At La Condesa, Executive Chef Rene Ortiz and Pastry Chef Laura Sawicki explain that staff meal is a fun challenge to come up with creative ways to make the "trim" of the night before into an impressively satisfying meal to bond over:
After striking up a relationship with the owners and chefs of Contigo, Remde found a muse for his next series of films all set at the same location.
"When you walk into Contigo, it reminds me — in the best way possible —almost like you're walking into Disneyworld," Remde laughs. "Once you walk through that gate, you feel transported into a different land, where the food is authentic and every detail is accounted for. Like they just went out and killed your food and prepared it just for you. That's what it's like for me."
His first video from the Contigo series documents nearly 24 hours in the life of the restaurant, from the 4 a.m. baking shift to the 2. a.m. closing shift the next day.
"Whenever you eat at a restaurant, you should never have to think about all the effort that goes into what you're eating. But for those who are interested in it, I think it's a real eye opener," says Remde about his intention for the piece.
"People are more and more interested in what's going into their food, what's going into their bodies these days," states Remde. "So I think these stories speak to the rest of it: how you're eating it, why you're eating it, what it means to you. I think that's why people are responding so well to it.
As evidence, the most watched video in Remde's collection of food documentaries to date is his shortest piece, which follows a bushel of local okra from its home at Johnson's Backyard Garden to its delivery and preparation as one of the favorite appetizers on Contigo's menu.
"I suppose it probably helps that it's only two-and-a-half minutes long," Remde jokes. But there's no denying the web appeal of his short documentaries.
He admits that documentary short filmmaking is more solitary and often much easier than longer narrative features, because of the singular one-on-one nature of the shooting process.
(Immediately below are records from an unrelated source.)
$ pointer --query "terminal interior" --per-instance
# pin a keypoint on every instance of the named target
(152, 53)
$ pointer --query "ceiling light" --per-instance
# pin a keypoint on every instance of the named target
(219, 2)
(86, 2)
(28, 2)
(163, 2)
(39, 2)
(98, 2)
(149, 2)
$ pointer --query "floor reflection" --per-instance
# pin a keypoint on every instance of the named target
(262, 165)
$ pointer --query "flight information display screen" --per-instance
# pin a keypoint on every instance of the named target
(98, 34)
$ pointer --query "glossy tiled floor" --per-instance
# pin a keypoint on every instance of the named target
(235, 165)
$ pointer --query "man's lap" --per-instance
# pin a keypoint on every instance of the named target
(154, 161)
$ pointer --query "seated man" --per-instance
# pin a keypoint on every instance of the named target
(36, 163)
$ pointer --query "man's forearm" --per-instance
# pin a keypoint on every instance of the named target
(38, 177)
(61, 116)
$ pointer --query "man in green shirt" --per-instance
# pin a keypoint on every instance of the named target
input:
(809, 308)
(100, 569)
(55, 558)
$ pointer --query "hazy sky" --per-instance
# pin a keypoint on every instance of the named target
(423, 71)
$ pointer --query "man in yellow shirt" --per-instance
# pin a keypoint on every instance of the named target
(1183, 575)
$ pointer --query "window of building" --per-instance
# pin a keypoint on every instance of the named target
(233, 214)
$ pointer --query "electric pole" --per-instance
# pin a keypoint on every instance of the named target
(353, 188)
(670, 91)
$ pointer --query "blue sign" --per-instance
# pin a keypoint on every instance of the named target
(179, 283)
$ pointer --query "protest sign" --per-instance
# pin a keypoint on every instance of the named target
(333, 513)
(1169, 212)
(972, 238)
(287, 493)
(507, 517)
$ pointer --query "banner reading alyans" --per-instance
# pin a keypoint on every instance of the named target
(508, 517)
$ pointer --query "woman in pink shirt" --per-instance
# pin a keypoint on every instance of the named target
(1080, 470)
Still, he is also writing a long-form narrative film that is based — surprise! — in and around the Austin food scene. "It's a way to take a lot of what I've learned these last couple of years and apply it to what I really love, which is scripted narrative film," he says.
Additionally, Remde is lending his food shooting know-how to the new "Hungry In... Austin" series being shot for the Food Network's YouTube channel, Hungry, hosted by friend and Austin Eavesdropper, Tolly Moseley. He is also working with Kendall Melton, pastry chef at Contigo, on a pastry-based cooking show for Hungry, as well as a few top secret projects he can't yet discuss.
"I'll keep making these videos as long as I can keep finding new inspirations. I don't want them to ever get repetitive," Remde says about the future. "I'd like to do one at Lenoir — I hear they do a cool staff meal. And I'd also like to try doing one in New York, although I don't know what that would look like yet."
With all these projects on his plate, it's clear that Christian Remde is capturing the stories that Austin's hungry elite wants to hear. And he's perfectly content, since he's got the best seat at every restaurant in town.
"It's pretty great now that I know a lot of the chefs in town, I get to go back there and hang out while dinner is happening," Remde smiles. "I prefer it now. It's just more fun in the kitchen!"